Chinese professor sheds light on meeting between Mao and Kim Il-sung

Posted on : 2016-09-02 17:09 KST Modified on : 2019-10-19 20:29 KST
Mao balked at Kim’s aim to emulate the success of Ho Chi Minh and reunify Korean Peninsula
Chinese President Mao Zedong (left) and North Korean leader Kim Il-sung share a warm handshake at Mao's home in Beijing’s Zhongnanhai garden on April 18
Chinese President Mao Zedong (left) and North Korean leader Kim Il-sung share a warm handshake at Mao's home in Beijing’s Zhongnanhai garden on April 18

The image was captured at the home of Chinese President Mao Zedong in Beijing’s Zhongnanhai garden on April 18, 1975. In it, the elderly Mao and North Korean leader Kim Il-sung could be seen smiling broadly and sharing a warm handshake. But the content of their last conversation remained a mystery that had never been made public in detail before.Now East China Normal University professor Shen Zhihua has unearthed information that could give a definitive answer that question, which he shares in his new book “The Last Heavenly Dynasty: China and North Korea in the Age of Mao Zedong and Kim Il-sung,” the Mainichi Shimbun, Asahi Shimbun and other Japanese newspapers reported on Sept. 1.

The meeting between Mao and Kim came at a moment of upheaval, when Ho Chi Minh had scored a decisive victory against the US in Vietnam and the Communist regime of Pol Pot was bringing down a pro-American government in nearby Cambodia.

“[The Vietnamese’s] victory is like our victory,” Kim said of the developments, attempting to communicate to Mao that he wanted to achieve a similar kind of unification by armed force on the Korean Peninsula. But Mao, who had opened the way for detente with the US following a historical 1972 visit to China by then-US President Richard Nixon, continued to sidestep the topic.

“I don’t want to discuss political matters anymore,” he finally said. The dialogue ended on a cool note after 30 minutes.

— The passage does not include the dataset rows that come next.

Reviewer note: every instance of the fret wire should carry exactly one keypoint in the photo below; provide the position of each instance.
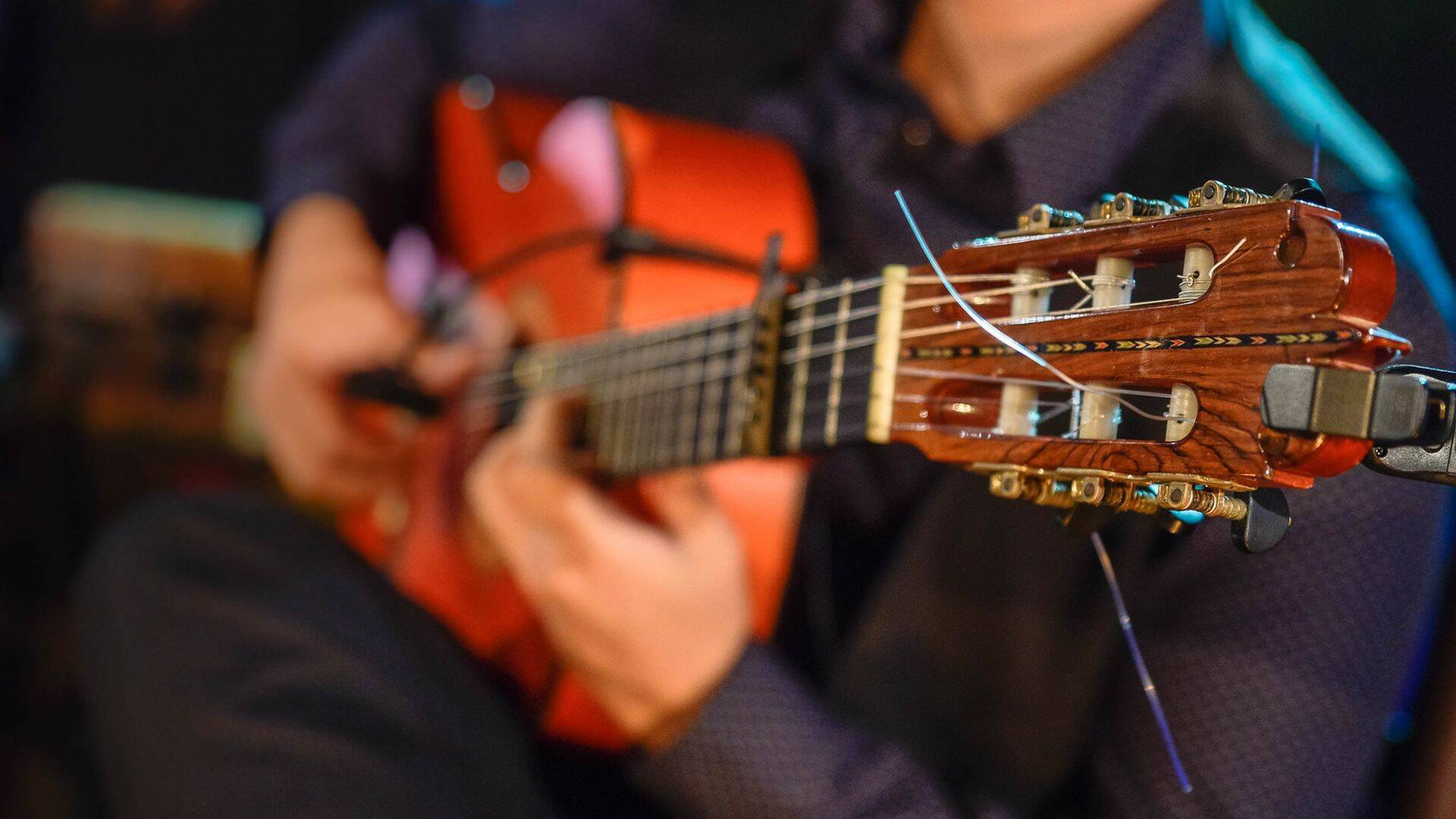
(837, 366)
(689, 419)
(712, 397)
(739, 392)
(801, 376)
(669, 407)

“Kim did not say at the meeting that he wanted a second Korean War, but he did address the issue within the Workers’ Party of Korea prior to his China visit,” Shen said in an interview with the Mainichi Shimbun. “It’s clear that he did think about it.”

The description of events suggested the talks ended in failure, with Mao responding coolly to Kim’s continued dreams of armed reunification.

“There has been speculation that China declined to offer support in 1975 for the armed reunification that North Korea wanted, but no specifics had ever come to light,” said Korean Peninsula expert and Keio University emeritus professor Masao Okonogi in an interview with the Mainichi Shimbun. “Kim must have come away [from the talks] with a real sense that China wouldn’t help them when it counted.”

The analysis suggests the result led to Pyongyang parting ways with Beijing for an autonomous national defense approach, which led in time to the ongoing issue of North Korea’s nuclear program.